8. Dit middel faalt om twee redenen en wel omdat:
- het zich keert tegen een overweging ten overvloede;
- ' s Hofs oordeel niet onbegrijpelijk is en voor het overige - nu het een feitelijke kwestie betreft - in cassatie niet op zijn juistheid beoordeeld kan worden (vgl. nog NJ 79, 434 en NJ 85, 691).
9. Het derde middel klaagt over 's Hofs verwerping van een verweer dat de opsporing i.c. heeft plaatsgevonden met schending van beginselen van proportionaliteit en subsidiariteit.

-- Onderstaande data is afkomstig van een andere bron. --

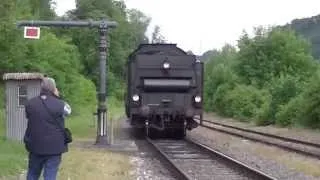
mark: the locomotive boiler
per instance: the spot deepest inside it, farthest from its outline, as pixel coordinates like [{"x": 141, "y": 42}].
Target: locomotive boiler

10. Blijkens de toelichting gaat het middel voor zover betrekking hebbend op schending van het beginsel van proportionaliteit uit van de gegrondheid van de beide voorgaande middelen ("is het schenden van het huisrecht ... disproportioneel"). Dit onderdeel faalt derhalve.
11. Voor zover het klaagt over 's Hofs oordeel dat: "niet kan worden gezegd dat het onderzoek onnodig ingrijpend was. Voor het onderbreken van het onderzoek tot de volgende morgen was geen enkele reden, integendeel", berust het middel op de stelling dat er "ook andere" opsporingsmiddelen waren, 's Hofs (kennelijk) oordeel dat de gebezigde opsporingsmethode niet onnodig ingrijpender was dan die andere methoden wordt echter niet bestreden. 's Hofs oordeel is niet onbegrijpelijk zodat ook dit onderdeel niet slaagt.
Ambtshalve merk ik nog op dat het Hof heeft verzuimd bij de bepalingen waarop de straf berust de artt. 35 en 39 WVW te vermelden.
Ik concludeer dat Uw Raad na verbetering van de bestreden sententie op dit punt het beroep zal verwerpen.